Lutto nel mondo del teatro per la perdita di un grande regista e attore teatrale.

L’attore e regista teatrale, nato a Roma nel 1948, era figlio del grande Eduardo De Filippo e della sua prima moglie la soubrette Thea Prandi. Pochi giorni fa, il 10 novembre, era stato ricoverato in ospedale a causa di una sospetta discopatia, ma gli accertamenti avevano scoperto che in realtà si trattava di un tumore all’ultimo stadio.
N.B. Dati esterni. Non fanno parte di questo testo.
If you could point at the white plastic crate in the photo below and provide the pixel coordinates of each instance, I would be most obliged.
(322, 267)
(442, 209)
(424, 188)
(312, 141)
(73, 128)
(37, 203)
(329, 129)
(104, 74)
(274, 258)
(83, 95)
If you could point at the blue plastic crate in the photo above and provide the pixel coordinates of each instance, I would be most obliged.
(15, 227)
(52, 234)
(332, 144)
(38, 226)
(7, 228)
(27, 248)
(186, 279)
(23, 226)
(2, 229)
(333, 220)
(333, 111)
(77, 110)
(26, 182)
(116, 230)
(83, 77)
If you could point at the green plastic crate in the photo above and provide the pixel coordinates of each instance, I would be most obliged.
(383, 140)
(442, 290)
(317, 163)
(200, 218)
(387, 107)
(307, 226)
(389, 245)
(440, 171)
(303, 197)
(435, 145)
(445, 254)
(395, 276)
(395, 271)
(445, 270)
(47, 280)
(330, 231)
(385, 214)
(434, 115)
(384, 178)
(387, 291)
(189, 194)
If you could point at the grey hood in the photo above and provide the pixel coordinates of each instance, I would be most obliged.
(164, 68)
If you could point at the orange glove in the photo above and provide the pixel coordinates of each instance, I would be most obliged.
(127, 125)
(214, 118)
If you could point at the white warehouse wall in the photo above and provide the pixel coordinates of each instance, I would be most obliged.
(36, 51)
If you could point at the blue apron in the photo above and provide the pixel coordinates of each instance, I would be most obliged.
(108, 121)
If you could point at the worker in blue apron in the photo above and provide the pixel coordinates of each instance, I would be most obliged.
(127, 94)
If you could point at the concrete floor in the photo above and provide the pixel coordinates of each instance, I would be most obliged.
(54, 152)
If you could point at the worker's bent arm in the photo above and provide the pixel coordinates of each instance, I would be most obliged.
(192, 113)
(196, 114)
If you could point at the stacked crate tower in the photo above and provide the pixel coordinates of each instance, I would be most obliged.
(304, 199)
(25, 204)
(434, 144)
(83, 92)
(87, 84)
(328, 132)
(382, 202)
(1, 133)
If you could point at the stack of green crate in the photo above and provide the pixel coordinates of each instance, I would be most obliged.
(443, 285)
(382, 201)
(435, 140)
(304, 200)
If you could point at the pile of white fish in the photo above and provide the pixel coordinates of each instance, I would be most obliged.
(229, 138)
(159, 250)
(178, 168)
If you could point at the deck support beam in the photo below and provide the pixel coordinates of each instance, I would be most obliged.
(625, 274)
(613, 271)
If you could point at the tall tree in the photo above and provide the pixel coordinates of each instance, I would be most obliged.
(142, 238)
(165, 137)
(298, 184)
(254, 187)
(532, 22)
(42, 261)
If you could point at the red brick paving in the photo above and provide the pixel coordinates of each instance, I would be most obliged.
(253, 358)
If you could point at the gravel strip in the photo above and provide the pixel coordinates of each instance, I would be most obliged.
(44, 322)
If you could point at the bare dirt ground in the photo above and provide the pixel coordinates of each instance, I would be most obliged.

La sua carriera comincia a soli sette anni, nel 1955, quando è Peppeniello in Miseria e nobiltà, di Eduardo Scarpetta, diretto dal padre.Il debutto vero e proprio, però, avviene a vent’anni, ne Il figlio di Pulcinella di Eduardo (regia di Gennaro Magliulo), col nome di Luca Della Porta. Successivamente è la volta delle varie Filumena Marturano, Non ti pago, Il sindaco del rione Sanità, Napoli milionaria!, De Pretore Vincenzo, Le bugie con le gambe lunghe, Uomo e galantuomo, Natale in casa Cupiello, Gli esami non finiscono mai, Le voci di dentro, Sik-Sik l’artefice magico, Gennareniello, e ancora Dolore sotto chiave, Quei figuri di tanti anni fa, Ditegli sempre di sì, Chi è cchiù felice e me. Nel 1981 Eduardo si ritira dalle scene, lui fonda una propria compagnia teatrale, La compagnia di teatro di Luca De Filippo, con cui propone diverse commedie del padre e del nonno Eduardo Scarpetta. Numerose sono anche le sue apparizioni cinematografiche e televisive. Al cinema ha collaborato, fra gli altri, con Vincenzo Cerami, Lina Wertmuller e Gabriele Muccino. Per quest’ultimo ha recitato nel film Come Te Nessuno mai.

Ha lavorato sino a poche settimane prima di morire. In occasione delle ultime repliche di ‘Non ti pago‘, andate in scena al teatro Augusteo, era apparso molto affaticato. Tanto che dietro le quinte si muoveva con l’aiuto di un bastone. Doveva essere a Perugia dal 15 al 20 dicembre col suo spettacolo “Non ti pago”, in programma al Teatro Morlacchi e poi a febbraio 2016 al Teatro Nuovo Giancarlo Menotti di Spoleto.

Nel marzo 2015 l’annuncio per il quale Luca De Filippo avrebbe diretto la nuova scuola di alta formazione teatrale del Teatro Stabile di Napoli coronava il sogno del padre Eduardo, quella di avere una scuola per attori professionisti nel Teatro più importante della città. La scuola, così come tutto il teatro, perdono una guida e un maestro a cui ispirarsi e a cui rendere omaggio per il suo lavoro e talento.